What was your best experience in the field covering this story?
While visiting Kaiga nuclear generating station deep in a jungle southeast of Goa, India, my hosts strongly urged that I attend an evening program at the employee recreation center auditorium. I was, for reasons described shortly, reluctant. But it was utterly delightful. School children and teenagers of impressive talent in brilliant costumes performed elaborate traditional dances to illustrate ancient tales. It looked like a Bollywood production. One young man did a great, contemporary break dance. And at intermission, I was called up to select winning raffle tickets (National Geographic is big in India). It gave me an unexpected reminder—although India is intent on nuclear technology—of the vibrant and distinctive culture of the people running the machines.
What was your worst experience in the field covering this story?
At Kaiga, amid hectic reporting on a tight schedule, I got sick from an intestinal bug. There's no good time for an attack of traveler's illness, but this was dreadful.
The first queasiness set in after a warm ritual in which the station's director presented me with a garland delicately carved from aromatic wood, followed by a tour of the plant. I gamely took notes. But an hour or so later as my hosts and I looked over a hydroelectric dam, I finally said, "I'm afraid I'm ill," which I promptly demonstrated in a nearby ditch.
The officials piled me into a white government sedan and took me swiftly to the station hospital, where Dr. R. T. Sachdeo handed me pills for nausea and administered an electrocardiogram and other tests. By dinner—which I didn't eat—I was OK…if I avoided quick moves. And I was able to get to the "Best" moment that night.
What was your quirkiest experience in the field covering this story?
The Grand Gulf Nuclear Station, operated by the Entergy Corporation near the town of Port Gibson, Mississippi, has an operating reactor and, at one time, was building a second one that was under construction when it was abandoned in the 1980s. You can see the empty containment structure, an Entergy engineer told me.
My writer's mind went wild. "What's in it?" I asked. He looked puzzled. "Maybe bats," he said.

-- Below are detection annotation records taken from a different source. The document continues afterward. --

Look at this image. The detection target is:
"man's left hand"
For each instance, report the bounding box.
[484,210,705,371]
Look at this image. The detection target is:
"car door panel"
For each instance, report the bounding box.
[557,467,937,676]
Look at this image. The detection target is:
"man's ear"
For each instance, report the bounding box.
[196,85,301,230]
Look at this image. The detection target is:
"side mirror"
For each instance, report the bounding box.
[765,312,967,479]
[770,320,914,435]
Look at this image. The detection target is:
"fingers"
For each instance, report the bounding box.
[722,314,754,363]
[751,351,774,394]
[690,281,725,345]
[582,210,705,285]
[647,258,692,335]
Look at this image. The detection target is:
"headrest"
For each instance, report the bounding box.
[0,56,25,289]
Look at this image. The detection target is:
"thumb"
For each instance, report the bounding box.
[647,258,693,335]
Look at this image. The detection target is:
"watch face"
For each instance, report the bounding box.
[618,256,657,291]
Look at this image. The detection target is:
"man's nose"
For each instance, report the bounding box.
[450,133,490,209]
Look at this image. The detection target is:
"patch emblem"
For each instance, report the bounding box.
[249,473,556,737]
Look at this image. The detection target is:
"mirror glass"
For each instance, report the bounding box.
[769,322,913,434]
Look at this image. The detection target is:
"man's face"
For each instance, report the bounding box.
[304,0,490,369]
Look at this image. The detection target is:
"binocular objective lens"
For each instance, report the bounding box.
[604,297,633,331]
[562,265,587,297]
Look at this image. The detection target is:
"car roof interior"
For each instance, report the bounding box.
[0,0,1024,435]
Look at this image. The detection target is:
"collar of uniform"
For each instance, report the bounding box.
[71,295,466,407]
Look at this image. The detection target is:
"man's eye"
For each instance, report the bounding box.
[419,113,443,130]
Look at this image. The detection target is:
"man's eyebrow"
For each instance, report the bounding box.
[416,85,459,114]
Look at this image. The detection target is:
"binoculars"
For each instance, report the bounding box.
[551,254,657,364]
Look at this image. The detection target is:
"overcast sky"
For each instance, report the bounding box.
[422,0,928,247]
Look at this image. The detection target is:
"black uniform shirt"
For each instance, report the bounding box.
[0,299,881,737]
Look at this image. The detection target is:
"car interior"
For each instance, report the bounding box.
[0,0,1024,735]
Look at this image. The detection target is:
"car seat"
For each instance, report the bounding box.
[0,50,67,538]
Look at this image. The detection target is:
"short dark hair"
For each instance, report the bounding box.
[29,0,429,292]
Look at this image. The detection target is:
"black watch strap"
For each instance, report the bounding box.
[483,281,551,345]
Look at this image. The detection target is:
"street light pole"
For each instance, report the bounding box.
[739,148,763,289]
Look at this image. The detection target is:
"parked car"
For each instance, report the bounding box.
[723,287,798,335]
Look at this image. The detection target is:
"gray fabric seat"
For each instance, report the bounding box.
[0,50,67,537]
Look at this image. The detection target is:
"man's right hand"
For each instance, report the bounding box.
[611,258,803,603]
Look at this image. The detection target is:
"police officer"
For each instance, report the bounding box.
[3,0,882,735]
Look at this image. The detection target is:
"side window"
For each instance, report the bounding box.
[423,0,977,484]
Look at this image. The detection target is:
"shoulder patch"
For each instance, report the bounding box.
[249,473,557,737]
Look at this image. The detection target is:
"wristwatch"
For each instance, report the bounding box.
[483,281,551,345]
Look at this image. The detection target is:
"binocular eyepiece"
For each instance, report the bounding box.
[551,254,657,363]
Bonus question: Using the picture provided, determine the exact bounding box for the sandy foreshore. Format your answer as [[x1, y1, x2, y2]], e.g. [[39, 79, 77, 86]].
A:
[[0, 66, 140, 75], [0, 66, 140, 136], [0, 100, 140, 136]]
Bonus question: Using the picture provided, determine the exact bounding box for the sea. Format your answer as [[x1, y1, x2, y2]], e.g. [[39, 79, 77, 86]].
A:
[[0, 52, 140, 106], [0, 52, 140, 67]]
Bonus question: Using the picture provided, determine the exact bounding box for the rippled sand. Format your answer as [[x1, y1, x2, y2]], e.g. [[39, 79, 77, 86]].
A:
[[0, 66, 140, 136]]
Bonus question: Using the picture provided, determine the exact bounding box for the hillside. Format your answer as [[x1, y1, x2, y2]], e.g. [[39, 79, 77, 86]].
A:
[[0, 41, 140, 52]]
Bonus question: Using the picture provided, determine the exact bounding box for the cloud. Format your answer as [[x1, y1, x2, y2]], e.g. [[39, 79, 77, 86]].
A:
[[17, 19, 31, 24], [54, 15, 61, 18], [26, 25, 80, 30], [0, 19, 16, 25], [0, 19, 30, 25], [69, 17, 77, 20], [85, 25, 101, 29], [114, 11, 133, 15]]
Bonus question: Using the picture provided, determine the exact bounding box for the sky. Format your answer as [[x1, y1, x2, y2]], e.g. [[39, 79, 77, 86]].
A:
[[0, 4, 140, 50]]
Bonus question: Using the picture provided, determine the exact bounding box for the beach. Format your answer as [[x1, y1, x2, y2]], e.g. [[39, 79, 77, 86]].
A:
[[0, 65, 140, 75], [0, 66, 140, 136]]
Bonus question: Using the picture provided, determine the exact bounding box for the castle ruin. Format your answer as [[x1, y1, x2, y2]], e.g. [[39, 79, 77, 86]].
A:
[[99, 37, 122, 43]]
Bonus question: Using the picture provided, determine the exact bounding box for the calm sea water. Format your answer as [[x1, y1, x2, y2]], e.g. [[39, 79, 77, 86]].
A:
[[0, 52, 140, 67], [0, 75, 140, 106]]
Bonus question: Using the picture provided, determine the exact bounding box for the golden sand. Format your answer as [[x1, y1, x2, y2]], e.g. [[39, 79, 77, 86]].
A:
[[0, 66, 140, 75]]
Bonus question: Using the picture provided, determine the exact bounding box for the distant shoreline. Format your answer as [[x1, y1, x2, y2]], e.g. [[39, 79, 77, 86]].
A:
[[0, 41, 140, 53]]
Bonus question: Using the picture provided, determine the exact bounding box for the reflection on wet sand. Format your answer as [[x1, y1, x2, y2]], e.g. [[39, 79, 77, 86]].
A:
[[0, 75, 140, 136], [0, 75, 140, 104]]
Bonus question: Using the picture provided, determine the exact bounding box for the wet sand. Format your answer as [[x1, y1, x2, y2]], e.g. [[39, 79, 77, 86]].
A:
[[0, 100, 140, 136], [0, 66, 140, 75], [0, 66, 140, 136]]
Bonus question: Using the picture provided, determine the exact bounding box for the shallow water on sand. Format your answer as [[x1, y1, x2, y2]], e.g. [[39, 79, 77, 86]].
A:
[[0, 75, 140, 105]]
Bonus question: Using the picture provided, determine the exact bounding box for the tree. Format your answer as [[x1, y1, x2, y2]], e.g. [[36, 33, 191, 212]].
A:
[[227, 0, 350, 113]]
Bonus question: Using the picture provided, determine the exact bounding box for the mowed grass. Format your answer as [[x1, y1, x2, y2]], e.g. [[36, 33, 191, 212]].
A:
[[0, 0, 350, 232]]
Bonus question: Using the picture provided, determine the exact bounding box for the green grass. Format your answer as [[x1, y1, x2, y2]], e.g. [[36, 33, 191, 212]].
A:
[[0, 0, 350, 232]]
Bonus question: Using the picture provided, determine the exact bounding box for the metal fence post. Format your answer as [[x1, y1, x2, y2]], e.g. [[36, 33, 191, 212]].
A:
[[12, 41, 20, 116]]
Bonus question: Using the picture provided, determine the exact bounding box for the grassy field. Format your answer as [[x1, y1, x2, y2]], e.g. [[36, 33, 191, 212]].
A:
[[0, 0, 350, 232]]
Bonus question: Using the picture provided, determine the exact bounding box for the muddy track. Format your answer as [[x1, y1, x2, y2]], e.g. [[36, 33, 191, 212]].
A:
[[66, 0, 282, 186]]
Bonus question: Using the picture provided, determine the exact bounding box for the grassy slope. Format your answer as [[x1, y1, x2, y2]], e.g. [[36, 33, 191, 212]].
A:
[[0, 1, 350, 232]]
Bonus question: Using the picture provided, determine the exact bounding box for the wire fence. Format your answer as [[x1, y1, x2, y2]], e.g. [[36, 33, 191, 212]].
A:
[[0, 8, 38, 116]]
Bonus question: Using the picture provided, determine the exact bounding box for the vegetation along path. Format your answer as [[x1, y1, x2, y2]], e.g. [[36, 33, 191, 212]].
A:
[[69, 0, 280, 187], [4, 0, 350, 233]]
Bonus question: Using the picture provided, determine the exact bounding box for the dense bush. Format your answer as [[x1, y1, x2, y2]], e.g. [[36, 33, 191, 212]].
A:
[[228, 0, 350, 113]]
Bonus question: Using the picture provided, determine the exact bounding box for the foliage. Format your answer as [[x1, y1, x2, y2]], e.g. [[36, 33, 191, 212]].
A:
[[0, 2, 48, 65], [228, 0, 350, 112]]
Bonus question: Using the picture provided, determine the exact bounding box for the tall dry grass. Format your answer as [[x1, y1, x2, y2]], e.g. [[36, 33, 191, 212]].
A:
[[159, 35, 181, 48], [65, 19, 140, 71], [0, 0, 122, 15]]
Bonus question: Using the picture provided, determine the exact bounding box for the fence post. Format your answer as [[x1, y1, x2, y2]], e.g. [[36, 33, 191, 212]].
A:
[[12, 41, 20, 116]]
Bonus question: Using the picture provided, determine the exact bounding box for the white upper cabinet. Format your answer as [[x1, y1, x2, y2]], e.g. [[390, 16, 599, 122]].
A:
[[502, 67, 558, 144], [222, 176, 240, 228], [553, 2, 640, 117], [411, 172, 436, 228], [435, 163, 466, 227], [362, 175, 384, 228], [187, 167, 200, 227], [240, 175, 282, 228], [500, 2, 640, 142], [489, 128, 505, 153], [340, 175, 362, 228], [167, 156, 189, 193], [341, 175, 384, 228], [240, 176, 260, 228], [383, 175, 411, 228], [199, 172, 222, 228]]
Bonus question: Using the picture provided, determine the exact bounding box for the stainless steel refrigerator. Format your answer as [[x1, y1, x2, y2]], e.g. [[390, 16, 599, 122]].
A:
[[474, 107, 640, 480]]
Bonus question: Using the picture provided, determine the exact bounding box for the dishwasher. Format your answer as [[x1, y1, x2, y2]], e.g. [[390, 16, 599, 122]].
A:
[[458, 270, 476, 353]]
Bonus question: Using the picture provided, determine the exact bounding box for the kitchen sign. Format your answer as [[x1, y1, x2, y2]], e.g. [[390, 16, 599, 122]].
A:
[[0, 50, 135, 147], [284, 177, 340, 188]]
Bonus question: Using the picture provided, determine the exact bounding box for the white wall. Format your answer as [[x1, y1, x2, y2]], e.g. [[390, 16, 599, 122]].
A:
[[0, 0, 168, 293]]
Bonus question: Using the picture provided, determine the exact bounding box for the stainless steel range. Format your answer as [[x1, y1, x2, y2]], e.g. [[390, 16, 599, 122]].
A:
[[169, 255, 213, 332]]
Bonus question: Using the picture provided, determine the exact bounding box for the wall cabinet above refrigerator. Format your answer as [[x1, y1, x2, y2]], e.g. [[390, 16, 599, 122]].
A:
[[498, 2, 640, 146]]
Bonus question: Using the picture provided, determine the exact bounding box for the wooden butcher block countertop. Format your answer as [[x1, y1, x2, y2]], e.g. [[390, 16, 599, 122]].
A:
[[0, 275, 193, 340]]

Perfect. I imaged a fetid jungle of kudzu vines and who knows what else, locked away for decades. It would make a fine metaphor for the enormous hubris of America's pursuit of atomic energy in the 1960s and 70s, a chase that ended in near bankruptcy for many utilities as costs soared.
As I toured the facility with two company workers, I asked if I could go inside the unfinished unit. Sure, they shrugged. So after seeing the working reactor facility, we went into the old one, where its outer chambers are now used for offices. And there it was deep inside: a giant round portal, its huge door shut and spanned by a heavy chain and a dusty lock. "Do you have the key?" I asked. They looked at me like I was nuts: "You mean actually go inside?" Getting in would take days to arrange, they said, and it's probably dangerous. You could fall off a ledge or something.
I didn't have days, so my story was spared an overwritten passage on Grand Gulf's never-radiated menagerie. But I still wonder. What the heck is in there?